Multifunctional Biocompatible Graphene Oxide Quantum Dots Decorated Magnetic Nanoplatform for Efficient Capture and Two-Photon Imaging of Rare Tumor Cells
Author(s) -
Yongliang Shi,
Avijit Pramanik,
Christine Tchounwou,
Francisco Pedraza,
Rebecca A. Crouch,
Suhash Reddy Chavva,
Aruna Vangara,
Sudarson Sekhar Sinha,
Stacy Jones,
Dhiraj K. Sardar,
Craig J. Hawker,
Paresh Chandra Ray
Publication year - 2015
Publication title -
acs applied materials and interfaces
Language(s) - English
Resource type - Journals
SCImago Journal Rank - 2.535
H-Index - 228
eISSN - 1944-8252
pISSN - 1944-8244
DOI - 10.1021/acsami.5b02199
Subject(s) - materials science , circulating tumor cell , quantum dot , hepatocellular carcinoma , nanotechnology , cancer cell , cancer research , cancer , medicine , metastasis
Circulating tumor cells (CTCs) are extremely rare cells in blood containing billions of other cells. The selective capture and identification of rare cells with sufficient sensitivity is a real challenge. Driven by this need, this manuscript reports the development of a multifunctional biocompatible graphene oxide quantum dots (GOQDs) coated, high-luminescence magnetic nanoplatform for the selective separation and diagnosis of Glypican-3 (GPC3)-expressed Hep G2 liver cancer tumor CTCs from infected blood. Experimental data show that an anti-GPC3-antibody-attached multifunctional nanoplatform can be used for selective Hep G2 hepatocellular carcinoma tumor cell separation from infected blood containing 10 tumor cells/mL of blood in a 15 mL sample.
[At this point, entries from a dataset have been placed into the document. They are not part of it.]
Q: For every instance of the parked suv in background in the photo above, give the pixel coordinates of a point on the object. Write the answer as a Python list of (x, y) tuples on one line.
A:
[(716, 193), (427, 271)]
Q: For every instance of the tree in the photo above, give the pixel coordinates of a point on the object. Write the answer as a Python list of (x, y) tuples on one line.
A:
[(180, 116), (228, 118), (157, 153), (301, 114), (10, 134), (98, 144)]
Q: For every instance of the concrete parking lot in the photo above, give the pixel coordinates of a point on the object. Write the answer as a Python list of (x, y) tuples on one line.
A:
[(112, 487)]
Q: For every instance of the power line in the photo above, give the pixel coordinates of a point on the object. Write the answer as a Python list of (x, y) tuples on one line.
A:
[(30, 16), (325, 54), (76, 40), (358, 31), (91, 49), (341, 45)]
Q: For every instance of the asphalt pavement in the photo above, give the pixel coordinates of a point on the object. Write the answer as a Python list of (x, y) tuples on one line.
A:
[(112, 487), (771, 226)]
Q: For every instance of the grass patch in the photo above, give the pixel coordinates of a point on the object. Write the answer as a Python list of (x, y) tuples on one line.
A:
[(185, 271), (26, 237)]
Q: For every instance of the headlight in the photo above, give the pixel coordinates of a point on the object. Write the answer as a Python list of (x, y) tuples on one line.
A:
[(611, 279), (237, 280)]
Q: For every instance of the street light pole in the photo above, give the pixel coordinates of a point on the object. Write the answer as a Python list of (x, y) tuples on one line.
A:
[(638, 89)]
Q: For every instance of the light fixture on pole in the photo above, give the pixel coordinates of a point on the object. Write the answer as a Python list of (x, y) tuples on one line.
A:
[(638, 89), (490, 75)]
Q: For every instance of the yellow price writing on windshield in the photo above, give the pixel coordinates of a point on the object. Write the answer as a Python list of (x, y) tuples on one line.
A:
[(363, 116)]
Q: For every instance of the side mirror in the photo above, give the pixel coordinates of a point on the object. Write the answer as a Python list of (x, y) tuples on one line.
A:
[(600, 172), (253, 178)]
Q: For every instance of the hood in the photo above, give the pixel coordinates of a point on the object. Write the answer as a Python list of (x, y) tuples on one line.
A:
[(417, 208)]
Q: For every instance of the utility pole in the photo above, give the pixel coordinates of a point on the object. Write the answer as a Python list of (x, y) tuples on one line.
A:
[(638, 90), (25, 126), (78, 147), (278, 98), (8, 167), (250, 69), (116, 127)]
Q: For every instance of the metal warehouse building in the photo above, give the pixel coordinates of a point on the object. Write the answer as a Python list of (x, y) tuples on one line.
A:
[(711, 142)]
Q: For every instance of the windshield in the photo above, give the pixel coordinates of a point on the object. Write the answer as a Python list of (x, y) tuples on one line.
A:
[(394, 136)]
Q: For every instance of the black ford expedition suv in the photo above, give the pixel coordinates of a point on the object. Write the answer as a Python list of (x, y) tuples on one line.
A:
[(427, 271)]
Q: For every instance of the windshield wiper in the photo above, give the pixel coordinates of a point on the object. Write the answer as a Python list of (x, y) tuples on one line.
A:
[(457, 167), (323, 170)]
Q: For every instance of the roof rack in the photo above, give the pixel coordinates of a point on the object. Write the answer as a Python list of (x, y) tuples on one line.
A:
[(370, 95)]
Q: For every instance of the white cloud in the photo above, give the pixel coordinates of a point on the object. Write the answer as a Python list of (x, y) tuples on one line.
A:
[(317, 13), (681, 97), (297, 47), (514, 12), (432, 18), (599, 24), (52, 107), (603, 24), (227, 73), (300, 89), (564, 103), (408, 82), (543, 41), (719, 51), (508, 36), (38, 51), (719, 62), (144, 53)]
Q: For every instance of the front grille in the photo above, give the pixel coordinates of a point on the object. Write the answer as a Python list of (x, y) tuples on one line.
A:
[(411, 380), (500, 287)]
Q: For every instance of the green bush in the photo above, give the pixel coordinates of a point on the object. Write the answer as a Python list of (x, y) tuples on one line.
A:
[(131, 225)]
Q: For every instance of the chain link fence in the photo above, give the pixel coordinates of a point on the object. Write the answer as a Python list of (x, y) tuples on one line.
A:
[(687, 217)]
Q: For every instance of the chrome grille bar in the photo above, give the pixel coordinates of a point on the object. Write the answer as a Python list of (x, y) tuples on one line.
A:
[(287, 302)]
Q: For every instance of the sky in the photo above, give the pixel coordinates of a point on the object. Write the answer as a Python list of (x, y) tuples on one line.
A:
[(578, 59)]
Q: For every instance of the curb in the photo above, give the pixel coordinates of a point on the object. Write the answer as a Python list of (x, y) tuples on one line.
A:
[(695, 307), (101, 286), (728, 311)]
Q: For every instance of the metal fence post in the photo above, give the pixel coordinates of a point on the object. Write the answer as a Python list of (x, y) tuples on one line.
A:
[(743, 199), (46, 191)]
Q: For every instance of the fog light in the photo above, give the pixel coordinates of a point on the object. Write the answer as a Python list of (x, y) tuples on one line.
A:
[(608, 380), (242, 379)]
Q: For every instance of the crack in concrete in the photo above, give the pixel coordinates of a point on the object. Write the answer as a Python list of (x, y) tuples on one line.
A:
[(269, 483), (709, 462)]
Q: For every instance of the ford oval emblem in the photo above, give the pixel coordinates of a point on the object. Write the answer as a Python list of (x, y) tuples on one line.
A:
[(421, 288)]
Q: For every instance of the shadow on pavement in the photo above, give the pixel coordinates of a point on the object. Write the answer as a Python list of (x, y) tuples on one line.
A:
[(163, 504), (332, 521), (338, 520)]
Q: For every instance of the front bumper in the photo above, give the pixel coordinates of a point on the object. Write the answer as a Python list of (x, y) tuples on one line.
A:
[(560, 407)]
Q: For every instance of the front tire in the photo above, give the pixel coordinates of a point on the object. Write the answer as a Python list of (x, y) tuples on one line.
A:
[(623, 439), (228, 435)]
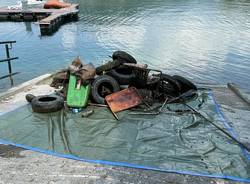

Reported data indicate that, because of an extremely high two-photon absorption cross section (40530 GM), an anti-GPC3-antibody-attached GOQDs-coated magnetic nanoplatform can be used as a two-photon luminescence platform for selective and very bright imaging of a Hep G2 tumor cell in a biological transparency window using 960 nm light. Experimental results with nontargeted GPC3(-) and SK-BR-3 breast cancer cells show that multifunctional-nanoplatform-based cell separation, followed by two-photon imaging, is highly selective for Hep G2 hepatocellular carcinoma tumor cells.